David Vitter will need to overcome a lot of headwind to be elected Louisiana’s next governor on Saturday. The Republican senator trails his Democratic rival by double digits, can’t stop bragging about how his wife forgave him for having sex with prostitutes, and is saddled with the legacy of the state’s current GOP governor, Bobby Jindal, who boasts a 70 percent disapproval rating. But Vitter believes there’s one thing that can propel him past those obstacles and into the governor’s mansion – the fear of a coming tide of Syrian refugees.

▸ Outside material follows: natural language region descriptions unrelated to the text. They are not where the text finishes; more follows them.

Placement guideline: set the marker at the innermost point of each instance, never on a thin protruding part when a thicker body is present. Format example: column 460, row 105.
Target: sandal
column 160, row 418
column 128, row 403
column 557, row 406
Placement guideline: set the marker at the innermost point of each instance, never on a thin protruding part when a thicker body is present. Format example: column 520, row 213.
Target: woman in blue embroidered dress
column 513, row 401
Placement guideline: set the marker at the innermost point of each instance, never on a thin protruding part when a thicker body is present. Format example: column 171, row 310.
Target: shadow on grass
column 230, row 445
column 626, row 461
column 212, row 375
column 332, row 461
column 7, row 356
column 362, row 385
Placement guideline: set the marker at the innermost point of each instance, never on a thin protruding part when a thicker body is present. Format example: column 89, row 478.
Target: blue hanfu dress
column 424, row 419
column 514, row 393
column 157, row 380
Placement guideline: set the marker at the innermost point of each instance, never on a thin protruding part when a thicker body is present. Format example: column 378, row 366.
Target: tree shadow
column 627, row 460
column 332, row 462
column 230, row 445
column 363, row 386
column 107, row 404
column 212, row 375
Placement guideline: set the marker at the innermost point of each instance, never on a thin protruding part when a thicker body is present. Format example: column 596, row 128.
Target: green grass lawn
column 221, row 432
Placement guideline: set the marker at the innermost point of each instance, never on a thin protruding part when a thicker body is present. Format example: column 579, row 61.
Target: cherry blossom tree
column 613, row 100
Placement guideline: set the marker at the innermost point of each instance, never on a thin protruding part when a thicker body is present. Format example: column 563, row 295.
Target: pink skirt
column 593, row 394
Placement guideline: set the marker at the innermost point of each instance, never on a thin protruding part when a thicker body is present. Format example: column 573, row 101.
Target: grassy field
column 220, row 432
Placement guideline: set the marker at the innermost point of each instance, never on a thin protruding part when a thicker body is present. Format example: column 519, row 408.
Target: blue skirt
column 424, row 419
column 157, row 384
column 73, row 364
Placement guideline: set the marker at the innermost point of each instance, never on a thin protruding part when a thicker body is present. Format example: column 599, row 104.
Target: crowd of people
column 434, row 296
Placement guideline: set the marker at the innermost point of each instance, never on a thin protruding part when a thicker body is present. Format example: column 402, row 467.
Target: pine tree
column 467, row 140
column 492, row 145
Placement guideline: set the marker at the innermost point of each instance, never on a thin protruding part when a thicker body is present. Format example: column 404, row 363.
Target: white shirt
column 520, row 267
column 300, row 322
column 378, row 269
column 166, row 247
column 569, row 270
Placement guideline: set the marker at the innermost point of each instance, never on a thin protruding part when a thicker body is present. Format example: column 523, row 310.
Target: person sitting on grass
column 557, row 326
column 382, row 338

In the wake of the Paris attacks, Vitter’s opponent, Democratic state representative John Bel Edwards, published a Facebook post in which he vowed to help federal authorities “both accommodate refugees who are fleeing from religious persecution and ensure that all our people are safe.” Despite the fact that Edwards’s emphasis on “religious persecution” gestured toward the “Christians-only” refugee policy of Vitter supporter Ted Cruz, Facebook commenters nonetheless lambasted the Democrat as an enabler of Islamic terrorism. Edwards eventually revised “accommodate” to “assist,” and declared that no refugees should be allowed into Louisiana, pending more information on the screening process. But by then Vitter had what he saw as an opening.
The Vitter campaign released an ad Monday which features images from inside Stade de France on the night of the attacks, when there was a soccer match on. “One of the Paris ISIS terrorists entered France posing as a Syrian refugee,” a narrator intones. “David Vitter warned Obama of the danger of Syrian refugees weeks ago, and promised as governor, no Syrian refugees will enter Louisiana. John Bel Edwards has promised to work with Obama to bring Syrian refugees to Louisiana.”

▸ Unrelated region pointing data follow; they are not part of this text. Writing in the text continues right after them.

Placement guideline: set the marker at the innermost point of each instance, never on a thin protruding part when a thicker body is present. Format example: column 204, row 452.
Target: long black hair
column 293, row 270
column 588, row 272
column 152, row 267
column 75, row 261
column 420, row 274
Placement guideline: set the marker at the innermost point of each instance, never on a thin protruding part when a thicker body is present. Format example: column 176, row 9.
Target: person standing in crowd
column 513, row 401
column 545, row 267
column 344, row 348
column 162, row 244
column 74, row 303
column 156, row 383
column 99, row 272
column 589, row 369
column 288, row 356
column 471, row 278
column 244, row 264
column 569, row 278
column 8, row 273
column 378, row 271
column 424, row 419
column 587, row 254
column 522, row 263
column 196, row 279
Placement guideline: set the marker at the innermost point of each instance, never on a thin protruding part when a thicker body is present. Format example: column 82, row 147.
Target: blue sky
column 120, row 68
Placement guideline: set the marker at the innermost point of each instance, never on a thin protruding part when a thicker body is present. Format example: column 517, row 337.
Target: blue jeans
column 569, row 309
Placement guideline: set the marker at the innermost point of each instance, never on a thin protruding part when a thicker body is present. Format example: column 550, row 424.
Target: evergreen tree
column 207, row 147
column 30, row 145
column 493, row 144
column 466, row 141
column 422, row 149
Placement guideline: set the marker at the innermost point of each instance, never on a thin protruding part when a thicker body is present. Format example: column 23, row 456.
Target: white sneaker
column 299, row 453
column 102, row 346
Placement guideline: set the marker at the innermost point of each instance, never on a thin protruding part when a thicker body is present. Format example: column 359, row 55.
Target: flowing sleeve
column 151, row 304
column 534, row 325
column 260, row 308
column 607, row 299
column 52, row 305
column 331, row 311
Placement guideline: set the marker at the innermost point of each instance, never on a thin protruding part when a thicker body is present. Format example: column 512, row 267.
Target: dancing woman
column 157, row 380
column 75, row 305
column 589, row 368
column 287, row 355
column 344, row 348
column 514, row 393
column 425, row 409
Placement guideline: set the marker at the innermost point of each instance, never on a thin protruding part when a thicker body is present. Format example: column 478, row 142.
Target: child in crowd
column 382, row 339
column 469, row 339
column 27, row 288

Except: last night, a top European Union official announced that all of the known Paris attackers have been identified as European nationals, not undercover Syrian refugees. But as Dave Weigel notes in the Washington Post, the debate over refugees in Louisiana isn’t especially focused on established facts. On Monday, multiple state news blogs claimed that Louisiana had already taken in 10,000 Syrian refugees – a count that’s only off by 9,984.